There are several financial related terminologies that are entering into common use. One such term is leverage. Both leverage and deleverage are used to show the financial situation of a company.

Background information

For a company, there are two types of funds to finance its activities. First is equity capital or money put by the owner/shareholder. Second is the money obtained through debt (borrowings). Companies generally use debt to finance because funds from shareholders may not be enough. At the same time, there is a limit up to which you can borrow as debt servicing is difficult. Too much debt may lead the company to a crisis.

What is leverage?

Leverage simply means fusing borrowed money to acquire assets. A company borrowing money from market or financial institutions (we can call it as debt) to create assets like building, machineries or even to acquire another firm are the common examples for leverage. The dependence on debt, given the size (assets) of a company readily shows its debt orientation or dependence and thus is an indicator of risk. To measure this debt dependence, we can use leverage ratio.

What is leverage ratio?

Leverage ratio is the ratio of debt to assets. It shows a company’s debt levels. A high financial leverage ratio shows that the company is using debt to finance its assets. Common types of leverage ratio are debt-equity ratio and debt ratio.

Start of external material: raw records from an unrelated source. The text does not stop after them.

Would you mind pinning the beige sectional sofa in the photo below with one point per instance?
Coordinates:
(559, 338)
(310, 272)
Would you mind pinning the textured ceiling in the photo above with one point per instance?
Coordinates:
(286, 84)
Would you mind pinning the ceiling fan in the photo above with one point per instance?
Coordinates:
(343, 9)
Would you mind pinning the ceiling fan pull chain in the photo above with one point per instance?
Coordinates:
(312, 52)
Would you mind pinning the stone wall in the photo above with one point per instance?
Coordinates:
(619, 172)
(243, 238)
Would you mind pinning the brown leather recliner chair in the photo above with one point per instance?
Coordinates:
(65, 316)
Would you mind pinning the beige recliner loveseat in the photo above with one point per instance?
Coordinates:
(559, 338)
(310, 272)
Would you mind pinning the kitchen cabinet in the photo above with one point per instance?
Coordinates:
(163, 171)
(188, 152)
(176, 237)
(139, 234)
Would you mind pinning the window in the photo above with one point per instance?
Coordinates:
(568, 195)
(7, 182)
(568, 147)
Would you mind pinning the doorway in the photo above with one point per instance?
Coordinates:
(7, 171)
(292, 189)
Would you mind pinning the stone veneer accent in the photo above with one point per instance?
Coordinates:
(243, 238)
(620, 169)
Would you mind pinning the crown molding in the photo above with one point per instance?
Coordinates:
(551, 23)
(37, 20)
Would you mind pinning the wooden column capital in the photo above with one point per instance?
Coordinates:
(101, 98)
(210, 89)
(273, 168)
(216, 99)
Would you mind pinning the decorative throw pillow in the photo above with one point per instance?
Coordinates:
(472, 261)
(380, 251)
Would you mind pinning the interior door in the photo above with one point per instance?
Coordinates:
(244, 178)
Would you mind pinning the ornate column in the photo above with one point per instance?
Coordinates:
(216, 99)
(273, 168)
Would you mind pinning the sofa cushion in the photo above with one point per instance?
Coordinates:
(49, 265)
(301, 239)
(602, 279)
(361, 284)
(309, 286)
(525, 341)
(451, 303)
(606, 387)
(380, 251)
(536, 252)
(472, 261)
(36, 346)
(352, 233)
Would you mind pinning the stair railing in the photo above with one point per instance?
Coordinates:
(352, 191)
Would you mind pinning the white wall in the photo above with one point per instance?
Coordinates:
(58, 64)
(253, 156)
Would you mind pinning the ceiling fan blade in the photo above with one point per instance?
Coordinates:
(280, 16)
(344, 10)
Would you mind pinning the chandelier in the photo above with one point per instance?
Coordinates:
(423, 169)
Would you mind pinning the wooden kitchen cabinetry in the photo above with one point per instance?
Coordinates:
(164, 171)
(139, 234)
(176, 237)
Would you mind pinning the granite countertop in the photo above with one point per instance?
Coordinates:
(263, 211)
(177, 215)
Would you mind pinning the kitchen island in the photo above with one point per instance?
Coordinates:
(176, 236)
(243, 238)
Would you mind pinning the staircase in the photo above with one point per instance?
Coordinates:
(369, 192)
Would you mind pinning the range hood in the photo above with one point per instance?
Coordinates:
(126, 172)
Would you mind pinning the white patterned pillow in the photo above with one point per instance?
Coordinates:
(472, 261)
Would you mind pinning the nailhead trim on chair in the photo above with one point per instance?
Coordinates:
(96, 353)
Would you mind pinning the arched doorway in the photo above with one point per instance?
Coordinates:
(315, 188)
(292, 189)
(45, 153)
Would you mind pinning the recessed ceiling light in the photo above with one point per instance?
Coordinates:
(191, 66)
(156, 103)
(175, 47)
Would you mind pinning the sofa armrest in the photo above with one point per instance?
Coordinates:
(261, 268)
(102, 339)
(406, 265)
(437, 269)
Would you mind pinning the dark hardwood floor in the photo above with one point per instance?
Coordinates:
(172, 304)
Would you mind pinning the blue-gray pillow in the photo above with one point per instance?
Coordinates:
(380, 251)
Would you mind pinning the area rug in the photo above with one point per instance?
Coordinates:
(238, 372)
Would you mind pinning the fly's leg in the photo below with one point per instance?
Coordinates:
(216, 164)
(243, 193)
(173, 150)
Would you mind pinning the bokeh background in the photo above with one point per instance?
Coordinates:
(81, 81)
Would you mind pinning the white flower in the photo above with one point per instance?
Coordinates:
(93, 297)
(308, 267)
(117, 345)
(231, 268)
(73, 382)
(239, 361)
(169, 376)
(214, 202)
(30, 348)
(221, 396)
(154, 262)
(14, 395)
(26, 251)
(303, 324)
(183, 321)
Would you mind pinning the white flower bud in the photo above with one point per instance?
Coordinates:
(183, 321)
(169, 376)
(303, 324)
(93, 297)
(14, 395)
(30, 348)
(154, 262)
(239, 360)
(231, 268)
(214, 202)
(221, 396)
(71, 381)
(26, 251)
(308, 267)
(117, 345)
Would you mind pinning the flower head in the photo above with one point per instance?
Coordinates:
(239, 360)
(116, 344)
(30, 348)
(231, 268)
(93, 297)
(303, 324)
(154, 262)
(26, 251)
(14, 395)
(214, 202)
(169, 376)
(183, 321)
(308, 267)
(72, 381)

The formula for debt ratio is:

Debt Ratio = Total Debt / Total Assets

What is deleveraging?

Deleveraging is the act of reducing debt by selling own assets ore by using internally available funds. In this sense, deleveraging is the opposite of leveraging.

What is deleveraging?

Deleveraging is the act of reducing the amount of debt by using internal resources. It is thus paying back the debt. Here, cash should be generated internally. Own funds or selling off assets like building, real estate, stocks, bonds, divisions, subsidiaries, etc. are methods for deleveraging.

In economics, both leverage and deleverage for institutions and companies indicate particular macroeconomic situations. Too much leverage for the country’s corporate or financial system is a warning signal. As a corrective step, deleveraging should be implemented to reduce the riskiness of leverage. Leveraging is risk taking while deleveraging is risk reduction.